Eighty years ago, the Balkans slip further towards instability
The Balkans were taking centre stage, as the battle lines were drawn for the European conflict to widen yet again. In purely military terms, things went from bad to worse for Italy, the Axis power actively waging war in the region. On the diplomatic plane, the balance of power was clearly shifting towards the Axis. The collapse of France had created a brief vacuum; Britain did not possess the military resources or credibility remotely to fill this; Germany was the ultimate decision-maker even though the local political conditions in each country obscured this reality.
The Greek counter-offensive against the Italian invasion gathered pace. The city of Koritza fell to the Greeks. In celebration a Te Deum for the victory was sung in the city’s cathedral, it was a victory of Orthodox over Catholic Christianity. So long as the Greeks were fighting in regions of mixed religions they could depend on large support from their co-religionists.

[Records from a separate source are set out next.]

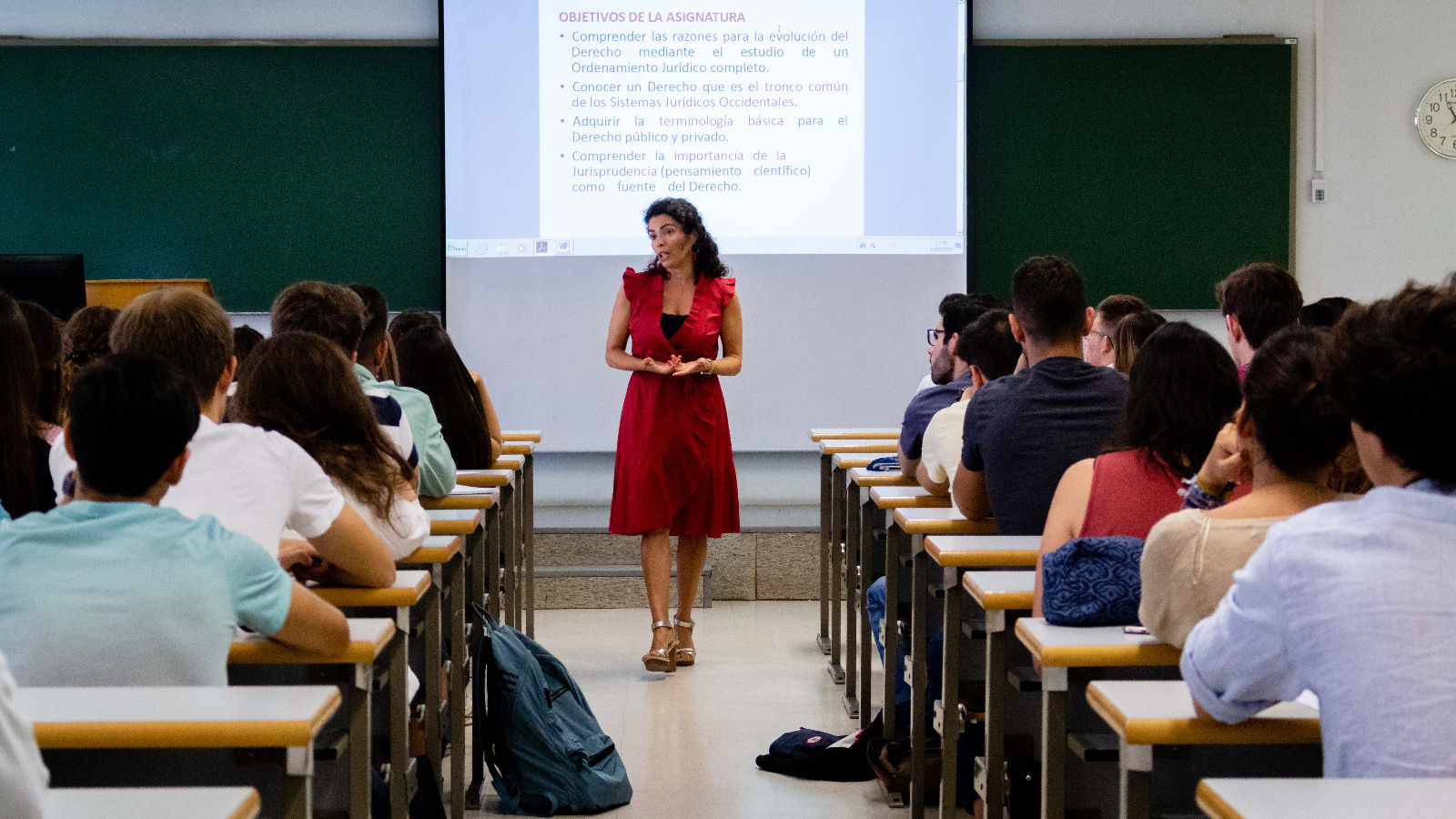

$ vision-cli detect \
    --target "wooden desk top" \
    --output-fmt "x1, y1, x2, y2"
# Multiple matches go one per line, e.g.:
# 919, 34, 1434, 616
491, 455, 526, 471
46, 788, 260, 819
310, 570, 430, 609
420, 485, 500, 510
228, 618, 395, 666
810, 427, 900, 443
430, 509, 485, 536
1194, 780, 1456, 819
818, 439, 897, 455
1016, 616, 1182, 669
450, 470, 515, 486
395, 535, 460, 565
925, 535, 1041, 569
834, 466, 920, 488
869, 487, 951, 509
961, 571, 1036, 612
895, 507, 996, 535
15, 685, 342, 749
1087, 679, 1320, 744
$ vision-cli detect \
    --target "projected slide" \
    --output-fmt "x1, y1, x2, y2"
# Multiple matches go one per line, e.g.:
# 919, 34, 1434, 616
444, 0, 964, 257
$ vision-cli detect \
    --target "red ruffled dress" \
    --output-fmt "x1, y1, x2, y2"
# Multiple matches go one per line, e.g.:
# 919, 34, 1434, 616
609, 268, 738, 538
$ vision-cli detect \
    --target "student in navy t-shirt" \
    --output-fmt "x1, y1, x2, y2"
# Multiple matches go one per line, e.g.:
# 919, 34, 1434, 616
951, 257, 1127, 535
0, 353, 348, 686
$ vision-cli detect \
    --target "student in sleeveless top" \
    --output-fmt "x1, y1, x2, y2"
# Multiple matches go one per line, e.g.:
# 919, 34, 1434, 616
48, 287, 395, 585
1034, 319, 1239, 616
1138, 327, 1354, 645
0, 293, 56, 518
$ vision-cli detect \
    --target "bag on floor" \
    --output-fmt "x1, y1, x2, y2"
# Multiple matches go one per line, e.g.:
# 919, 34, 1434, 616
864, 725, 941, 804
473, 605, 632, 816
1041, 536, 1143, 625
755, 720, 875, 783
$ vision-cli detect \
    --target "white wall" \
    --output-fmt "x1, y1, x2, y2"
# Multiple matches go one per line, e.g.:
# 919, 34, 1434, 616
974, 0, 1456, 300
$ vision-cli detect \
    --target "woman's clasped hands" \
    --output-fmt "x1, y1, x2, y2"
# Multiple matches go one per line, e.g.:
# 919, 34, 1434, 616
642, 356, 713, 376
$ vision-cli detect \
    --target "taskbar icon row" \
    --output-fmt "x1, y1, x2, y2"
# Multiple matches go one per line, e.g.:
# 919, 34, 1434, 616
446, 239, 577, 259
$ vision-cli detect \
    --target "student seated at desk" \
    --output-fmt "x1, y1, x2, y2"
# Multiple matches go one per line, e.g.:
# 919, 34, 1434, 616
1032, 321, 1239, 616
395, 321, 504, 470
951, 257, 1127, 535
895, 298, 987, 477
1181, 279, 1456, 778
915, 309, 1021, 497
1082, 294, 1152, 367
19, 301, 63, 444
51, 287, 395, 586
0, 353, 349, 686
1138, 327, 1352, 645
0, 291, 56, 518
915, 293, 1002, 392
268, 281, 420, 487
1112, 310, 1168, 375
233, 332, 430, 560
0, 654, 51, 819
348, 284, 456, 497
1214, 262, 1305, 379
51, 305, 121, 420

The Italian army could do little to halt the Greek advance into Albania at a military level, but as the Greek army moved into ever-more Muslim districts, it began to look like just another foreign invader. British involvement was still restricted to small-scale air force participation, but it was never very probable that Hitler would allow Mussolini’s failure to conquer Greece to leave a potential foothold for more serious British intervention in the Balkans. It was beginning to look like only a matter of time before German bailed out its Fascist partner.
Few believed that the extension of the Axis as an alliance system in the Balkans was anything but a German project in which Italy was no more than a passenger. In quick succession Hungary and Rumania joined the Axis, albeit as manifestly junior partners. They were simply bowing to Germany’s unarguable predominance throughout Europe. They could only guess where this might take them ultimately but they had little choice. The region’s most notable stand-out at this point was Bulgaria which resisted powerful pressure to join the Axis. The grounds given were ludicrously improbable but deeply suggestive. Bulgaria claimed that it would only join if the USSR did. Bulgaria was trying to sit on a fence, in the desperate hope that one of two unlikely possibilities would save its bacon. If Greece were somehow to emerge as a serious military power in the region, Bulgaria hoped that it might be rewarded for not helping Italy. If the USSR were to switch to an active diplomatic policy in the Balkans, Bulgaria could dream of some status as an ally.
Whilst Bulgaria succumbed to diplomatic pipedreams, Rumania experienced the hideous reality of Fascism blended with Balkan domestic politics. General Antonescu’s conservative military regime had allied with the Hora Sima’s Fascist Iron Guard to consolidate its power when it deposed King Carol, but the ambitions of the Iron Guard were far from satisfied. The Iron Guard set out to exact vengeance for the murder of its former leader Codreanu on the orders of King Carol. 76 political detainees in Jilava military prison were killed out of hand along with a former prime minister, General Argeseanu, who they blamed for Codreanu’s death. As well as being a piece of run-of-the-mill Balkan vendetta culture, the killings served as a challenge to Antonescu. None of this made for any great stability and the position was further complicated by divisions in the Germany side: foreign minister von Ribbentrop backed Antonescu but the SS favoured the Iron Guard.
The precariousness of wartime air travel in that era made itself felt yet again, showing how chance could shape careers and perhaps campaigns. The Wellington carrying Air Marshal Owen Boyd to his new posting as deputy to the beleaguered AOC Middle East Arthur Longmore was forced down by Italian fighters in Sicily and Boyd was taken prisoner. Boyd had been Churchill’s pick for the job and his capture meant that Longmore’s preferred candidate, Arthur Tedder got the job in his place. Tedder was soon to replace Longmore and build a great reputation as the allied air commander in the theatre.